Feb 14, 2013 - Sale 2303

Sale 2303 - Lot 62

Unsold
Estimate: $ 100,000 - $ 150,000
CHARLES WHITE (1918 - 1979)
Trumpet Player.

Charcoal and gouache on illustration board, 1959-60. 935x673 mm; 38x26 1/2 inches. Signed in pencil, lower right.

Provenance: Heritage Gallery, Los Angeles; Mr. and Mrs. Max E. Youngstein, Los Angeles; Michael Rosenfeld Gallery, New York; John Axelrod, Boston (1994); the Museum of Fine Arts, Boston (2011), with the gallery labels on the frame back.

Exhibited: African-American Art 20th Century Masterworks, Michael Rosenfeld Gallery, New York, November 18, 1993 - February 12, 1994; the Museum of Fine Arts, Boston, 1994, with the label on the frame back.

Illustrated: African-American Art 20th Century Masterworks, Michael Rosenfeld Gallery, p. 8; Andrea Barnwell, Charles White, The David C. Driskell Series of African American Art: Volume I, p. 71.

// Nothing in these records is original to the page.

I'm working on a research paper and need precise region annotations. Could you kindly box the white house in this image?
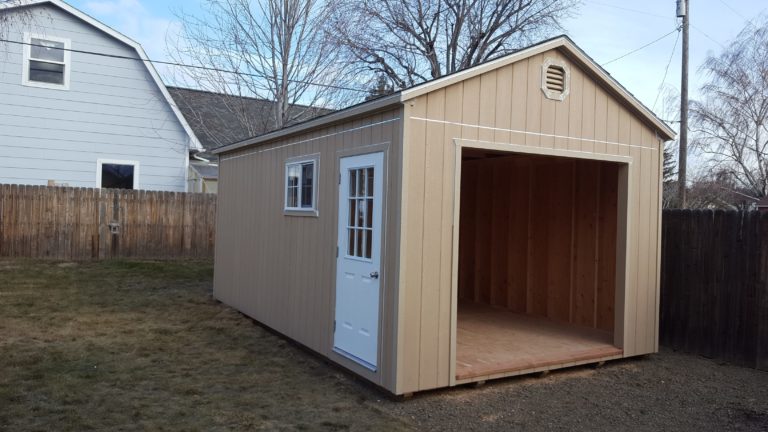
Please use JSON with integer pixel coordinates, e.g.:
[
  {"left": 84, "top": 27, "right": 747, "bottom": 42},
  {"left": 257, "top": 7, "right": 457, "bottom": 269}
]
[{"left": 0, "top": 0, "right": 202, "bottom": 191}]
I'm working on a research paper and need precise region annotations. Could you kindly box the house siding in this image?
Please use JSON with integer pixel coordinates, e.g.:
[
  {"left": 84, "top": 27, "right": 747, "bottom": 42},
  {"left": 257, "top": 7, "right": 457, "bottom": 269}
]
[{"left": 0, "top": 5, "right": 189, "bottom": 191}]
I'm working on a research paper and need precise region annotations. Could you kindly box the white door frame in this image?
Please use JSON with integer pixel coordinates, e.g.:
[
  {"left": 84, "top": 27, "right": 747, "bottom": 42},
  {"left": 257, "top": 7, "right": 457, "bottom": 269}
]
[{"left": 332, "top": 151, "right": 386, "bottom": 373}]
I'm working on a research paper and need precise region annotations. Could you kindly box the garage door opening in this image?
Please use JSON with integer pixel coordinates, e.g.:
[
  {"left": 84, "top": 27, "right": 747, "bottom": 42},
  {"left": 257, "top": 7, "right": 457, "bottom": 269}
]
[{"left": 456, "top": 148, "right": 622, "bottom": 382}]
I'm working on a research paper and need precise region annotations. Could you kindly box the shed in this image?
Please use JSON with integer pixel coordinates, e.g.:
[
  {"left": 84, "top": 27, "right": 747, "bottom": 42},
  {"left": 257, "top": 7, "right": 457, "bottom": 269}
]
[{"left": 214, "top": 36, "right": 674, "bottom": 394}]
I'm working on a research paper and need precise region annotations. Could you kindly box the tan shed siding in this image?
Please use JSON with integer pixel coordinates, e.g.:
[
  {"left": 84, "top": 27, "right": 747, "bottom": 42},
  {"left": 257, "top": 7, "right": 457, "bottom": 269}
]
[
  {"left": 398, "top": 46, "right": 661, "bottom": 392},
  {"left": 214, "top": 109, "right": 402, "bottom": 391}
]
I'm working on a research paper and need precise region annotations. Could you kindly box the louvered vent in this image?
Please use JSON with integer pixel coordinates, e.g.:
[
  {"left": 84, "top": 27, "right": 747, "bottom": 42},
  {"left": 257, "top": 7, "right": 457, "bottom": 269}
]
[
  {"left": 546, "top": 65, "right": 565, "bottom": 93},
  {"left": 541, "top": 58, "right": 571, "bottom": 101}
]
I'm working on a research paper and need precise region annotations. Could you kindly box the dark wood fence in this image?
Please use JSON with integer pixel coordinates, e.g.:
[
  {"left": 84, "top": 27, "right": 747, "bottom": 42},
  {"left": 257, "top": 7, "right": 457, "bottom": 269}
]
[
  {"left": 0, "top": 185, "right": 216, "bottom": 260},
  {"left": 659, "top": 210, "right": 768, "bottom": 370}
]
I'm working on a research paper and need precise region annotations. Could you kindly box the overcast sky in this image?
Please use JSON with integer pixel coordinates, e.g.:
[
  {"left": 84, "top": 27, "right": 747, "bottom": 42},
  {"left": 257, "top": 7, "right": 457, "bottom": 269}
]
[{"left": 69, "top": 0, "right": 768, "bottom": 117}]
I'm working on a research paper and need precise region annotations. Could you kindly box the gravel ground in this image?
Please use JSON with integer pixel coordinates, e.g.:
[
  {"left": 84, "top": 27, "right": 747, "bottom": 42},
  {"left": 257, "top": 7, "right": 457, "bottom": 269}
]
[{"left": 385, "top": 349, "right": 768, "bottom": 431}]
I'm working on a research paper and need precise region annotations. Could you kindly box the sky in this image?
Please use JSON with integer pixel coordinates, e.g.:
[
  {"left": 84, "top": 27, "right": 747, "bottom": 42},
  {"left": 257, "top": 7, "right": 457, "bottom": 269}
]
[{"left": 69, "top": 0, "right": 768, "bottom": 120}]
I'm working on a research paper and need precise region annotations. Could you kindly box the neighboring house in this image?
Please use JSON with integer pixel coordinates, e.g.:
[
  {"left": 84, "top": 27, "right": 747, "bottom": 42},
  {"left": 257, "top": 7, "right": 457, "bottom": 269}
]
[
  {"left": 0, "top": 0, "right": 202, "bottom": 192},
  {"left": 757, "top": 196, "right": 768, "bottom": 212},
  {"left": 213, "top": 37, "right": 675, "bottom": 394},
  {"left": 168, "top": 87, "right": 331, "bottom": 193}
]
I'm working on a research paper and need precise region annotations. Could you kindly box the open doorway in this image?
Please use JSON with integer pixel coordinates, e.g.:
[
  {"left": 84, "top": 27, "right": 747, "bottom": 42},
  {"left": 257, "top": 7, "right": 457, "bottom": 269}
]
[{"left": 456, "top": 148, "right": 622, "bottom": 382}]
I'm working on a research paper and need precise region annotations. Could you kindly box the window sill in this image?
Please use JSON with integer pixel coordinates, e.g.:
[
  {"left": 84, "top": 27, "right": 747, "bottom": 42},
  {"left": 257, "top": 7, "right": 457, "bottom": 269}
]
[
  {"left": 21, "top": 81, "right": 69, "bottom": 91},
  {"left": 283, "top": 209, "right": 320, "bottom": 217}
]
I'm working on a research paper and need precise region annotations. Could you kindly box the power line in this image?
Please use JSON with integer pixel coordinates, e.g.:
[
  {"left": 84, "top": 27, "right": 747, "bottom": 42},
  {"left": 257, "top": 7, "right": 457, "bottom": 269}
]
[
  {"left": 601, "top": 27, "right": 679, "bottom": 66},
  {"left": 588, "top": 0, "right": 671, "bottom": 19},
  {"left": 0, "top": 39, "right": 368, "bottom": 93},
  {"left": 718, "top": 0, "right": 749, "bottom": 21},
  {"left": 652, "top": 29, "right": 680, "bottom": 111},
  {"left": 689, "top": 23, "right": 725, "bottom": 48}
]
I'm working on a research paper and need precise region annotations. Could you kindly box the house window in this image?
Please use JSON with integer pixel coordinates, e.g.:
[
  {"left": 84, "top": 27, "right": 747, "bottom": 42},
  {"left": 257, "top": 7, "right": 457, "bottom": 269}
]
[
  {"left": 285, "top": 157, "right": 317, "bottom": 213},
  {"left": 22, "top": 34, "right": 70, "bottom": 90},
  {"left": 96, "top": 159, "right": 139, "bottom": 189}
]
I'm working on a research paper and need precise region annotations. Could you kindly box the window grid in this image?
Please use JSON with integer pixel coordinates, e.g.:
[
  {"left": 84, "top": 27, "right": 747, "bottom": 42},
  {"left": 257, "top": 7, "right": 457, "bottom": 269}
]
[
  {"left": 285, "top": 161, "right": 317, "bottom": 211},
  {"left": 23, "top": 35, "right": 69, "bottom": 89},
  {"left": 347, "top": 167, "right": 374, "bottom": 260}
]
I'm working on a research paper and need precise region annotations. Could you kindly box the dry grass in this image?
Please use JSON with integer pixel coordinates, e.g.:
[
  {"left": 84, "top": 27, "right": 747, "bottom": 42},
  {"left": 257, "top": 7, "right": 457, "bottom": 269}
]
[{"left": 0, "top": 260, "right": 408, "bottom": 431}]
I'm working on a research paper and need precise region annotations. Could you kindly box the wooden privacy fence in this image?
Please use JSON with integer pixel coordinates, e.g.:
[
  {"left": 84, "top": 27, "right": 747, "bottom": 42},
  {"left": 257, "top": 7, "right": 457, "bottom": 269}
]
[
  {"left": 0, "top": 185, "right": 216, "bottom": 260},
  {"left": 659, "top": 210, "right": 768, "bottom": 370}
]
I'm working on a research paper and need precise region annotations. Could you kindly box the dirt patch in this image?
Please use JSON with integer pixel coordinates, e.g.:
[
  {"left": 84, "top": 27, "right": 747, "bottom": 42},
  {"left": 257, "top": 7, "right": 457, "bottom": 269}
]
[{"left": 0, "top": 261, "right": 768, "bottom": 431}]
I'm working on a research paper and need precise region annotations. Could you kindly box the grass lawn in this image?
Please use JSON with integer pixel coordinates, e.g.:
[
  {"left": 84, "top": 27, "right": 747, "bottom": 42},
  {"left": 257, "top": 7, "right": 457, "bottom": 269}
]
[
  {"left": 0, "top": 260, "right": 408, "bottom": 431},
  {"left": 0, "top": 260, "right": 768, "bottom": 432}
]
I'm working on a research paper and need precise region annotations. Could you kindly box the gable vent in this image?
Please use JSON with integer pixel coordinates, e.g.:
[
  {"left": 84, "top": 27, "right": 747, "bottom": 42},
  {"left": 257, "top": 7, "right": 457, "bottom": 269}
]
[
  {"left": 541, "top": 58, "right": 571, "bottom": 101},
  {"left": 546, "top": 65, "right": 565, "bottom": 93}
]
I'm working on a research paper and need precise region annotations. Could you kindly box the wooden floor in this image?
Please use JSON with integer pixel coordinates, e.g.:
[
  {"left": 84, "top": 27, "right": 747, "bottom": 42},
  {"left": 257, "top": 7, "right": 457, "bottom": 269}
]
[{"left": 456, "top": 302, "right": 622, "bottom": 381}]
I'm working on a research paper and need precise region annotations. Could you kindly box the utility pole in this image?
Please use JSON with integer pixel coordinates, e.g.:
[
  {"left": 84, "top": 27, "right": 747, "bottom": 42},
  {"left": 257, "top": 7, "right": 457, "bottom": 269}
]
[{"left": 677, "top": 0, "right": 690, "bottom": 208}]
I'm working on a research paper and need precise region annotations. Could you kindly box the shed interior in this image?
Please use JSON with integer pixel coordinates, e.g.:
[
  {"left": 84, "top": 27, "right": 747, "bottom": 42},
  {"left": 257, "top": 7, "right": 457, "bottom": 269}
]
[{"left": 456, "top": 148, "right": 622, "bottom": 382}]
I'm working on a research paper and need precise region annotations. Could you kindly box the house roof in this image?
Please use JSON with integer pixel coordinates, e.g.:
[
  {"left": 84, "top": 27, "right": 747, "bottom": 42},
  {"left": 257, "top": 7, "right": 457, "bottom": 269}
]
[
  {"left": 168, "top": 87, "right": 330, "bottom": 152},
  {"left": 214, "top": 35, "right": 676, "bottom": 154},
  {"left": 0, "top": 0, "right": 203, "bottom": 151},
  {"left": 189, "top": 163, "right": 219, "bottom": 179}
]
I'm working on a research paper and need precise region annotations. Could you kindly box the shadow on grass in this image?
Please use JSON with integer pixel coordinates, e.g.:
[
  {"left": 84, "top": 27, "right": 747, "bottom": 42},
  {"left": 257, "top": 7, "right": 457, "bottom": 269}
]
[{"left": 0, "top": 260, "right": 409, "bottom": 431}]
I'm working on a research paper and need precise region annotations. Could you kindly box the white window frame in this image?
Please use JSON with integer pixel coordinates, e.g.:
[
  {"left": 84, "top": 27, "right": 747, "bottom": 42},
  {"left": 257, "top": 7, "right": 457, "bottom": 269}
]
[
  {"left": 21, "top": 33, "right": 72, "bottom": 90},
  {"left": 283, "top": 154, "right": 320, "bottom": 216},
  {"left": 96, "top": 159, "right": 139, "bottom": 190}
]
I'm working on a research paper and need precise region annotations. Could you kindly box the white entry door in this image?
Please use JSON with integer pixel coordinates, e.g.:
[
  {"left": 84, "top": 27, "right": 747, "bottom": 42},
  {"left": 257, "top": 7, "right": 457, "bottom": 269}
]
[{"left": 333, "top": 153, "right": 384, "bottom": 370}]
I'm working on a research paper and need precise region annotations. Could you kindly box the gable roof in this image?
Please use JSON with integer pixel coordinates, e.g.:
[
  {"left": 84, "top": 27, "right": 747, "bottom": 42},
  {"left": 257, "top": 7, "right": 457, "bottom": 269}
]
[
  {"left": 214, "top": 35, "right": 676, "bottom": 154},
  {"left": 168, "top": 87, "right": 331, "bottom": 152},
  {"left": 0, "top": 0, "right": 203, "bottom": 151}
]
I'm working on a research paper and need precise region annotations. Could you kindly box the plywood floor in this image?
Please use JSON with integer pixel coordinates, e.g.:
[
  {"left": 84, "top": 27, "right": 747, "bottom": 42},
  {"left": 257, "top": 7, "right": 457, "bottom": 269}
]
[{"left": 456, "top": 302, "right": 622, "bottom": 380}]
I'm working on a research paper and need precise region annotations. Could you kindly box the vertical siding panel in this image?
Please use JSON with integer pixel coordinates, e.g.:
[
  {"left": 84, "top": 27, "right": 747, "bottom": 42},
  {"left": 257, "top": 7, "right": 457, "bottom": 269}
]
[
  {"left": 643, "top": 129, "right": 663, "bottom": 352},
  {"left": 525, "top": 55, "right": 544, "bottom": 147},
  {"left": 581, "top": 77, "right": 596, "bottom": 153},
  {"left": 594, "top": 87, "right": 609, "bottom": 154},
  {"left": 624, "top": 119, "right": 644, "bottom": 355},
  {"left": 633, "top": 123, "right": 656, "bottom": 352},
  {"left": 605, "top": 98, "right": 621, "bottom": 155},
  {"left": 567, "top": 68, "right": 584, "bottom": 151},
  {"left": 437, "top": 84, "right": 462, "bottom": 386},
  {"left": 400, "top": 97, "right": 427, "bottom": 392},
  {"left": 461, "top": 77, "right": 481, "bottom": 140},
  {"left": 618, "top": 106, "right": 632, "bottom": 156},
  {"left": 496, "top": 65, "right": 513, "bottom": 144},
  {"left": 478, "top": 70, "right": 497, "bottom": 142},
  {"left": 511, "top": 60, "right": 528, "bottom": 145},
  {"left": 419, "top": 90, "right": 444, "bottom": 388}
]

Charles White captures a jazz musician in a quiet moment of pause in this large drawing, which originally was part of a triptych depicting three musicians entitled Trio. Each are drawn in charcoal and silhouetted with a surrounding ground of white gouache--an experimental treatment by the artist at the time. Trio also included drawings of a Guitarist and Clarinetist, now in the collection of the Museum of Fine Arts, Boston. The group of drawings was acquired by the film producer Max E. Youngstein, one of the owners of the film studios United Artists in the 1950s. Trios were popular in jazz at the time, but were typically led by a pianist with a drummer and bassist. White and Youngstein were both active in support of the Civil Rights movement. Both their names are found on the famous 1960 "Heed Their Voices" petition that solicited funds to defend Martin Luther King, Jr. against an Alabama perjury indictment and was published in The New York Times as a full page advertisement. Gedeon D131.